Miss Whyte continued: "You Mr Roache, was a risk taker at that time?"

"I have never been described as a risk taker," he replied.

The prosecutor continued: "No one is suggesting violence or force or aggression but merely an unrestricted and active desire on your part to extract sexual favours from these girls?"

"No it did not happen, definitely not," Roache replied.

"Because you presumed, for decades, such behaviour would just not get you into trouble?" Miss Whyte said.

"No, I made no such assumption," the defendant said.

Miss Whyte said: "If it's right these women reported these things to other people at various stages over the years and you are right, none of this happened, they must have made it up some time ago?"

"They must have made it up at some point," Roache replied.

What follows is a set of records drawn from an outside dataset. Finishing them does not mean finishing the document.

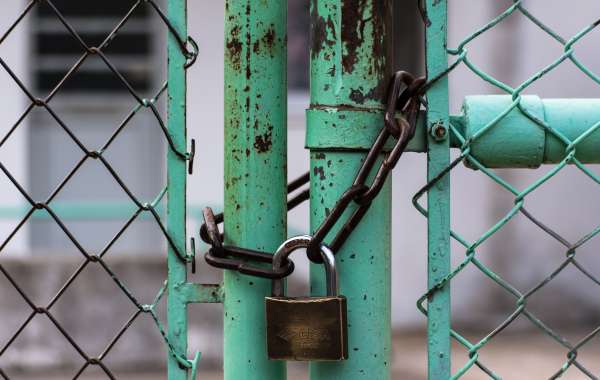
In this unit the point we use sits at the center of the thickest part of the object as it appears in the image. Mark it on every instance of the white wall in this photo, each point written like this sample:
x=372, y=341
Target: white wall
x=521, y=253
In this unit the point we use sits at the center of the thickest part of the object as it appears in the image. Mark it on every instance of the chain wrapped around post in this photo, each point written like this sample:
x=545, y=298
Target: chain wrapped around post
x=404, y=96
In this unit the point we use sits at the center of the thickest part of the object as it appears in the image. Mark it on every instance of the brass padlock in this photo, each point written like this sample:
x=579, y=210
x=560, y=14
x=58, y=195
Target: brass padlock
x=306, y=328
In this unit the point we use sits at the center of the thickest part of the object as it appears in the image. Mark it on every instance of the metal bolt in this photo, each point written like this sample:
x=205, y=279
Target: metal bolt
x=439, y=131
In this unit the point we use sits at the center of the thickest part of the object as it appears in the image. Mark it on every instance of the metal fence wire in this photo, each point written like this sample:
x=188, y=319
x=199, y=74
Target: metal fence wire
x=188, y=50
x=460, y=57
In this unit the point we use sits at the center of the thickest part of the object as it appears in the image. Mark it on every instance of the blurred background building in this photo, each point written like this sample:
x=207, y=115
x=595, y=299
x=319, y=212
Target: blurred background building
x=39, y=154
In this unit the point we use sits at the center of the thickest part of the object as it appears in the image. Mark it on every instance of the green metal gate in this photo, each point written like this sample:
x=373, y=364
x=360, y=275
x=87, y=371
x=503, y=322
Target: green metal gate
x=351, y=66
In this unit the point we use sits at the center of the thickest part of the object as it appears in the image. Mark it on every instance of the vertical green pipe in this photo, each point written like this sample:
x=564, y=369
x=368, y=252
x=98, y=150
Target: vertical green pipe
x=351, y=65
x=438, y=200
x=255, y=172
x=176, y=184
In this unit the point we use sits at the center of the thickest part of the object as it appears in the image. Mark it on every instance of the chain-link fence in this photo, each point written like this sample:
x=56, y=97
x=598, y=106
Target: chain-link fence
x=188, y=50
x=516, y=104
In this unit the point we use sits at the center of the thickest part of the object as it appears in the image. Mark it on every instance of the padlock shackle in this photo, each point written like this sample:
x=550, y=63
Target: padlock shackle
x=298, y=242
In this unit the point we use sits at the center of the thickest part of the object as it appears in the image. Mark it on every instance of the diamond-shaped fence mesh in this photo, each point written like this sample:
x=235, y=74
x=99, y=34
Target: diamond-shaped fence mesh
x=189, y=51
x=460, y=55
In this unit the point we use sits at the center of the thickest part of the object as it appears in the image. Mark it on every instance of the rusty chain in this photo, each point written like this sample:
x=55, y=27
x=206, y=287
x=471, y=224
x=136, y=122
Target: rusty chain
x=404, y=96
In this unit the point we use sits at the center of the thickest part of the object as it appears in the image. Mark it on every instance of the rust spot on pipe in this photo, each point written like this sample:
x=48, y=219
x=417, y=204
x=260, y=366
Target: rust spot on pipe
x=264, y=142
x=234, y=48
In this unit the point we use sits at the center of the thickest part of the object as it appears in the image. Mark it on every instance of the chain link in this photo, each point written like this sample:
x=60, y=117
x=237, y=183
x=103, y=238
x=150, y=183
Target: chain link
x=471, y=259
x=403, y=95
x=189, y=50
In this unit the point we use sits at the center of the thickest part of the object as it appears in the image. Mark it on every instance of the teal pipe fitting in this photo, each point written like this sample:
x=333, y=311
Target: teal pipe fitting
x=517, y=141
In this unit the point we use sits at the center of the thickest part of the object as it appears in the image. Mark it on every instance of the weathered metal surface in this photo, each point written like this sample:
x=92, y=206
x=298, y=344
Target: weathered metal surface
x=517, y=141
x=201, y=293
x=255, y=172
x=176, y=185
x=438, y=197
x=351, y=66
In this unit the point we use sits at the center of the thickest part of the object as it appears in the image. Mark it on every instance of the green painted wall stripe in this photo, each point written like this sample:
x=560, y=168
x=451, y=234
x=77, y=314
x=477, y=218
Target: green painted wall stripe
x=438, y=200
x=255, y=172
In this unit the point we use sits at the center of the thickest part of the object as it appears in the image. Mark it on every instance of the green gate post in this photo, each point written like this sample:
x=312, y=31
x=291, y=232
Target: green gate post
x=255, y=172
x=176, y=185
x=351, y=66
x=438, y=199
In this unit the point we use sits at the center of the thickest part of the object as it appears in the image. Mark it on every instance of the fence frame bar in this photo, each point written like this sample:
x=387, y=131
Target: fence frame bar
x=255, y=173
x=176, y=185
x=351, y=65
x=438, y=197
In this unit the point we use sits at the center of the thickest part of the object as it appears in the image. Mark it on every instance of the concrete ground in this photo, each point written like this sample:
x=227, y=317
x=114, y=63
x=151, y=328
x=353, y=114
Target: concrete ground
x=518, y=356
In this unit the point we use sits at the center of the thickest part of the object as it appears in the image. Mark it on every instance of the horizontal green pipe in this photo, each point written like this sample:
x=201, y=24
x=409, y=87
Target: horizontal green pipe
x=516, y=141
x=90, y=211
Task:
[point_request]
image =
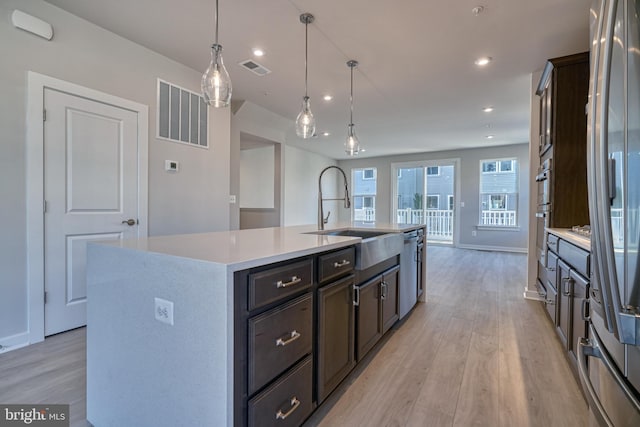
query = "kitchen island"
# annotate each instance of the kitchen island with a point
(163, 317)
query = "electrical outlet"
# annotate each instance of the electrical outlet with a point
(164, 311)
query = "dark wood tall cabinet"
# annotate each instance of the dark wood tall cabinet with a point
(563, 91)
(562, 176)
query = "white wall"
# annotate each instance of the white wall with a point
(469, 184)
(302, 169)
(256, 173)
(82, 53)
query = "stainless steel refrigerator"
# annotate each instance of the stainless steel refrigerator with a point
(609, 358)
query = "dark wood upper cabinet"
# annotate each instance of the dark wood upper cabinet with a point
(563, 91)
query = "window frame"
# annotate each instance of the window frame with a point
(507, 195)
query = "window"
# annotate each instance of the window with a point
(500, 166)
(499, 192)
(182, 115)
(368, 174)
(433, 201)
(364, 182)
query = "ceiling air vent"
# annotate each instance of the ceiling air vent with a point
(254, 67)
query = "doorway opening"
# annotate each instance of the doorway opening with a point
(426, 194)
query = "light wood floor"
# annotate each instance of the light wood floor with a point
(476, 354)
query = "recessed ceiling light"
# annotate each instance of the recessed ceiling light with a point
(477, 10)
(481, 62)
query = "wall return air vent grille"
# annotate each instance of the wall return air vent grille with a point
(254, 67)
(182, 115)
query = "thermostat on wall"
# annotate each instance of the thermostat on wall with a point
(171, 166)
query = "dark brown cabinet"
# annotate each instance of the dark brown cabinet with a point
(369, 326)
(562, 176)
(336, 329)
(377, 309)
(572, 300)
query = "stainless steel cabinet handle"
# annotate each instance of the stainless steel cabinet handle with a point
(294, 281)
(566, 280)
(294, 405)
(294, 335)
(585, 310)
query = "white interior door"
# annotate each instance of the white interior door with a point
(91, 190)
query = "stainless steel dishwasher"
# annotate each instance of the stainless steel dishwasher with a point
(409, 273)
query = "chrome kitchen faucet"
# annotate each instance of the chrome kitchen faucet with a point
(347, 203)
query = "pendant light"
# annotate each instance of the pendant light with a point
(305, 122)
(216, 84)
(351, 145)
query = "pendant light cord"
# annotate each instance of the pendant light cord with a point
(351, 97)
(306, 49)
(216, 20)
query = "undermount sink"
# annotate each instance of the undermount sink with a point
(375, 246)
(363, 234)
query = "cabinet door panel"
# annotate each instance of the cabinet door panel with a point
(390, 308)
(336, 329)
(369, 324)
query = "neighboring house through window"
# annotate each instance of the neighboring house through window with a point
(364, 183)
(433, 201)
(499, 192)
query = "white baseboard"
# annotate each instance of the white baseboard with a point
(494, 248)
(532, 295)
(14, 342)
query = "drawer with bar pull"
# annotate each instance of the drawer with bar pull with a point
(277, 339)
(286, 403)
(276, 283)
(336, 264)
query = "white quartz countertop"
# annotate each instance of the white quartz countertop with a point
(571, 237)
(240, 249)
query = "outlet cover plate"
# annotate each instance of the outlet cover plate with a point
(164, 311)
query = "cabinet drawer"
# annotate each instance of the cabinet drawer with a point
(552, 242)
(287, 402)
(574, 256)
(276, 283)
(336, 264)
(277, 339)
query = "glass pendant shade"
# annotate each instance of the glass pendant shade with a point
(216, 84)
(305, 122)
(352, 145)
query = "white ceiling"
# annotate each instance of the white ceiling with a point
(416, 89)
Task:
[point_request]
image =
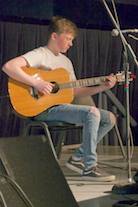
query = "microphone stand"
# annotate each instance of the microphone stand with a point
(127, 52)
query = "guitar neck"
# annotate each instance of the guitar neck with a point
(83, 82)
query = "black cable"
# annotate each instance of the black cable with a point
(19, 191)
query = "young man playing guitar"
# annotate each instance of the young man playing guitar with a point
(96, 122)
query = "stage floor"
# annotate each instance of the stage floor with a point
(99, 194)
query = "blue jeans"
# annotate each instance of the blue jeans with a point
(94, 127)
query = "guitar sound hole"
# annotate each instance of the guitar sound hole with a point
(55, 88)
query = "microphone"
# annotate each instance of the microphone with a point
(115, 32)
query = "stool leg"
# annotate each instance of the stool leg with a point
(120, 141)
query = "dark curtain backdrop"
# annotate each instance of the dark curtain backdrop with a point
(95, 53)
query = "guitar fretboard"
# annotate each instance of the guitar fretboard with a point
(83, 82)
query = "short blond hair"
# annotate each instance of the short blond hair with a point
(60, 25)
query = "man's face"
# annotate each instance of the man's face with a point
(64, 41)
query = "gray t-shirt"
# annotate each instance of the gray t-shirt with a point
(42, 58)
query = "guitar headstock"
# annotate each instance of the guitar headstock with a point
(120, 76)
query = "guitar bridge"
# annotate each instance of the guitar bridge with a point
(34, 93)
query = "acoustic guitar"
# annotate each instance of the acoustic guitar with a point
(28, 102)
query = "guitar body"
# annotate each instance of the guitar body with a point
(23, 100)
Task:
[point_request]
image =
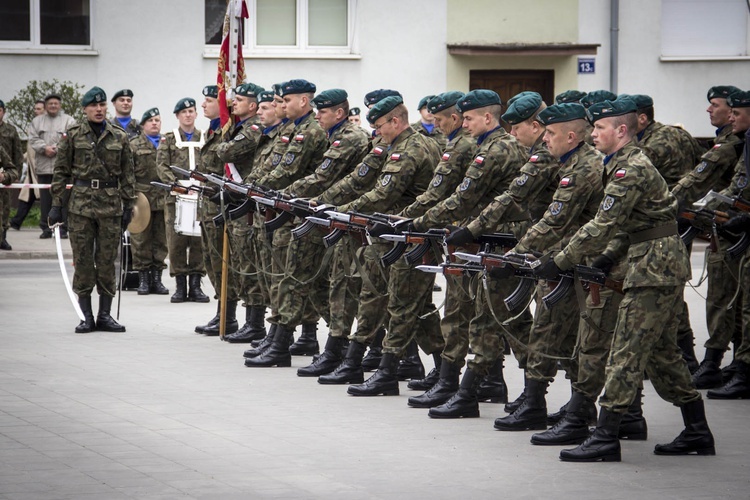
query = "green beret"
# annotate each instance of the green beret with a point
(184, 103)
(297, 87)
(522, 108)
(149, 114)
(95, 94)
(597, 96)
(444, 101)
(522, 94)
(559, 113)
(378, 95)
(383, 107)
(721, 91)
(423, 102)
(569, 96)
(739, 99)
(248, 90)
(266, 96)
(330, 98)
(479, 98)
(606, 109)
(122, 93)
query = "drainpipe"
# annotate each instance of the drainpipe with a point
(614, 36)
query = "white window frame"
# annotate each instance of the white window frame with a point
(302, 50)
(34, 45)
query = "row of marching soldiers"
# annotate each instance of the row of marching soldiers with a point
(592, 180)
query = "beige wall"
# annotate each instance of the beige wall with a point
(512, 21)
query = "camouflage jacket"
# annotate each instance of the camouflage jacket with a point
(168, 153)
(144, 163)
(406, 173)
(348, 145)
(241, 145)
(305, 146)
(83, 156)
(436, 135)
(448, 174)
(133, 129)
(575, 202)
(360, 180)
(673, 151)
(498, 161)
(636, 198)
(714, 171)
(533, 188)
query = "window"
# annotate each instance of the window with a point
(288, 28)
(704, 28)
(45, 24)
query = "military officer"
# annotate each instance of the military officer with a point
(96, 158)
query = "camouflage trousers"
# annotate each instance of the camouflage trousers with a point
(305, 284)
(553, 334)
(457, 314)
(185, 253)
(345, 285)
(149, 247)
(722, 285)
(645, 339)
(95, 243)
(372, 312)
(409, 297)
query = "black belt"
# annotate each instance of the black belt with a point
(95, 183)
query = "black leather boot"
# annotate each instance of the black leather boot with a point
(263, 344)
(442, 391)
(532, 414)
(464, 403)
(231, 324)
(278, 353)
(384, 381)
(253, 329)
(105, 322)
(695, 438)
(708, 374)
(493, 388)
(411, 367)
(350, 370)
(144, 282)
(633, 426)
(738, 386)
(88, 324)
(180, 292)
(602, 445)
(195, 294)
(573, 428)
(424, 384)
(327, 361)
(156, 286)
(372, 360)
(307, 343)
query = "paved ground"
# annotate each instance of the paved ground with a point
(161, 412)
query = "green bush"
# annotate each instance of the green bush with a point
(20, 109)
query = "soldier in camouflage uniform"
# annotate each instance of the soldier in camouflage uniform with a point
(149, 247)
(306, 144)
(715, 172)
(10, 141)
(185, 253)
(96, 158)
(738, 386)
(123, 104)
(636, 219)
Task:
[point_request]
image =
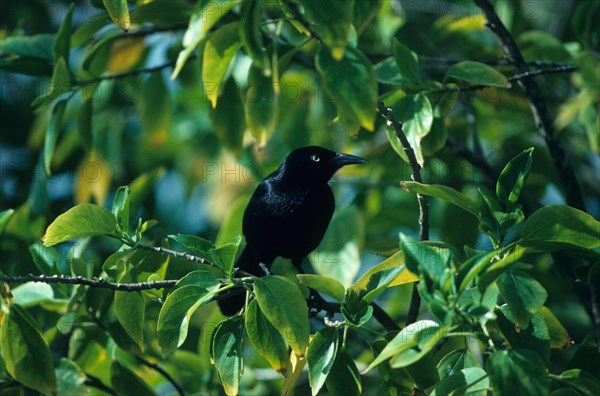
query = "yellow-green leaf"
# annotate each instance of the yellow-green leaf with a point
(261, 105)
(267, 340)
(119, 13)
(80, 221)
(205, 15)
(26, 355)
(284, 305)
(219, 50)
(478, 73)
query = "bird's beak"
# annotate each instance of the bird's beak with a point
(346, 159)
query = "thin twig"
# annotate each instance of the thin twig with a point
(478, 161)
(153, 30)
(183, 255)
(99, 283)
(387, 113)
(162, 372)
(539, 109)
(95, 382)
(378, 313)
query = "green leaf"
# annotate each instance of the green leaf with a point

Miss Whyte then referred to a TV interview in New Zealand about child sex revelations and celebrities where Roache said some people involved in the music industry "did not ask for birth certificates".

"Were you riding so high on what you thought was your sexual popularity you never thought to ask for birth certificates?" Miss Whyte said.

Roache replied: "I never thought about my sexual popularity, I was certainly not riding high on it. I have no great delusions about myself."

"Mr Roache, you took what you could, when you could, didn't you?" Miss Whyte said.

"No I did not," he replied.

Concluding his evidence, Miss Blackwell, defending asked Roache if he had ever been in trouble with the police before.

"No," Roache replied.

Following the completion of his evidence the trial was adjourned to resume tomorrow morning with cast members of Coronation Street to be called as character witnesses for Roache.